Five years on, thank you Dr. Knight
July 4, 2017 marks the birthday of the Penrose Care group of companies. And on this fifth anniversary of Penrose Care’s founding, our co-founder Robert Stephenson-Padron wrote an open thank you letter to our other co-founder, Dr. Matthew Knight.
Dear Dr. Knight,
The Fourth of July not only marks the birthday of my country of birth, the great United States of America, but also another thing very close to my heart: Penrose Ltd, the company you and I founded five years ago on July 4, 2012. Penrose Ltd is the holding company of Penrose Care Ltd, the social care organisation you and I created that is the UK’s pioneer of ethics in home care.
What was it that we did? What did we do that has attracted especially talented people who have vocations to care for the vulnerable in our otherwise “throw away” society? What did we do that has ensured that this group of special people deliver excellent care and support to the elderly and disabled day in and day out since Penrose Care commenced trading in the fall of 2013? What did we do that has caused a small home care provider in north London to attract the attention of health and social care professionals from across the globe?
This is what we did: in a West that has thrown out its roots in the unbridled pursuit of greed, we built a caring organisation that says both in words and in actions to our workers and to those we serve: you have dignity as a human being and this must be respected. This is a guiding truth that surpasses all other inclinations and endeavours. This is what we meant in our founding motto: “home care with a human touch.”
To our workers this recognition of their dignity as human beings first and foremost meant abhorring the idea that workers are a commodity that can be managed via a spreadsheet.
“Labour” is not a production input that you source as cheaply as possible and stack in a warehouse and pull out only when needed.
“Labour” is the sweat and effort of human beings, born from a mother and a father like you and I, who deserve a fair days pay for a fair days work. Penrose Care translated this by becoming one of the first Accredited Living Wage Employers in 2012 amid a social care sector known for poverty wages and sadly, continues to be known for poor working conditions generally. We however, have not and will not be pulled down into the dirty ways of our sector.
“Labour” is the precious time of human beings which must be respected. Penrose Care has translated this by guaranteeing a minimum number of working hours in its contracts the norm amid a social care sector where zero-hour contracts are standard. Although this decision specifically means we cannot grow as quickly as our peers who use people as “just-in-time inventory,” we believe our method builds a more sustainable, resilient and moral organisation. This commitment was enshrined in Citizens UK’s landmark Social Care Charter which also included rolling out an occupational sickpay scheme, something virtually non-existent in home care, to ensure workers do not feel obligated to go to work when ill. To this day, we are as far as we know the only private sector home care provider in the UK to comply with that charter of goodwill.

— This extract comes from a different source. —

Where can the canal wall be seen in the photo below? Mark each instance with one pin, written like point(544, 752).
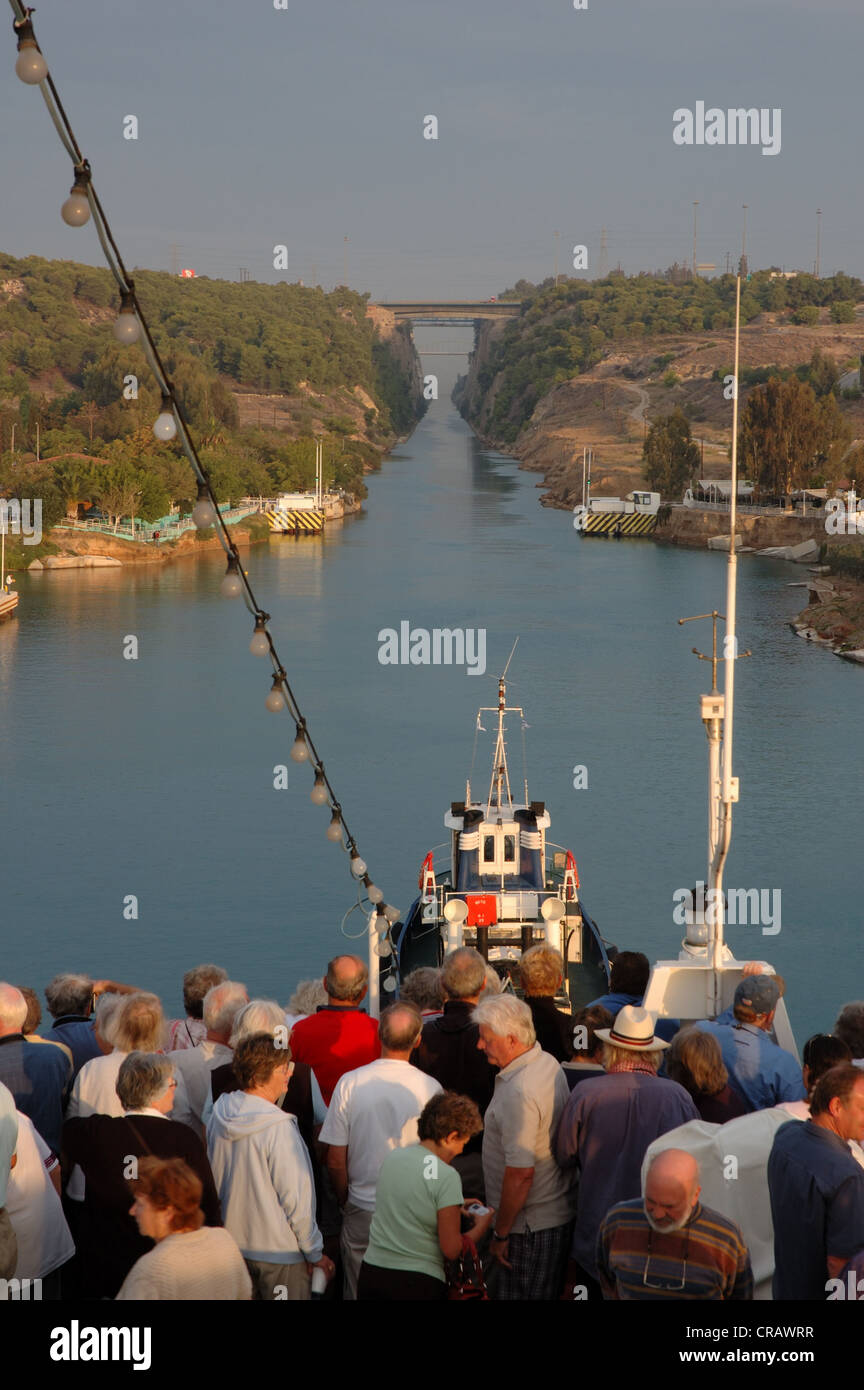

To our clients, the elderly and disabled, recognition of their dignity as human beings means putting them at the centre of all that we do to ensure the services we provide them are consistently outstanding. It means providing small and consistent teams to help them build trust and to respect their privacy – hence the fundamental necessity of our ethical workplace practices to attract caring people and retain them. It means sending staff who are confident and well-trained so we can help alleviate the stresses of our clients’ daily lives, not add to them. It means knowing those we serve, which is why we comprehensively assess the needs of those we serve and do not provide care visits of less than 1 and a 1/2 hours. It means we recognise the innate value of those we serve even if they are no longer “economically productive”.
As you and I said at the beginning of the Penrose story: to promote a caring workforce the organisation itself must be caring. Over the past five years, we have proven this to be true. And how could it not be true? As you and I simply, although arduously, are providing a living demonstration of the immemorial truth of our species: that every human being is precious. Because they are here, with us, in one human family. And we want to be with our workers, we want to help them live well and to grow. With our clients: we want to be with them.
The honours we have received for our good work in Penrose Care, at home and abroad, have been moving. They have been symbols of a “job well done.” And although we should be proud of our work, I know that you and I will maintain our humility. As you and I both know that we are only doing what we feel is our duty and our obligation to stand up to a culture and a system which is doing wrong, and to fight as hard as we possibly can to do what we know in our hearts to be right.
For the ultimate due, gratitude and praise goes to “The God of Love, The King of Peace,” who in a mysterious way we do not understand inspires us in our mission and in our fight.
My dear Dr. Knight, you and your lovely Spanish wife Elena have become part of my family in my home away from home, the United Kingdom. I am grateful for your friendship and for your collegiality.
We still have much work to do in the years ahead but I am confident we can do it. As Cesar Chavez, the leader of the union movement for which my grandfather belonged to back in California, used to say: “Sí se puede,” Spanish for, “It can be done.”
Thank you.
Yours always,
Bob
Robert “Bob” Stephenson-Padron is the managing director and co-founder of Penrose Care.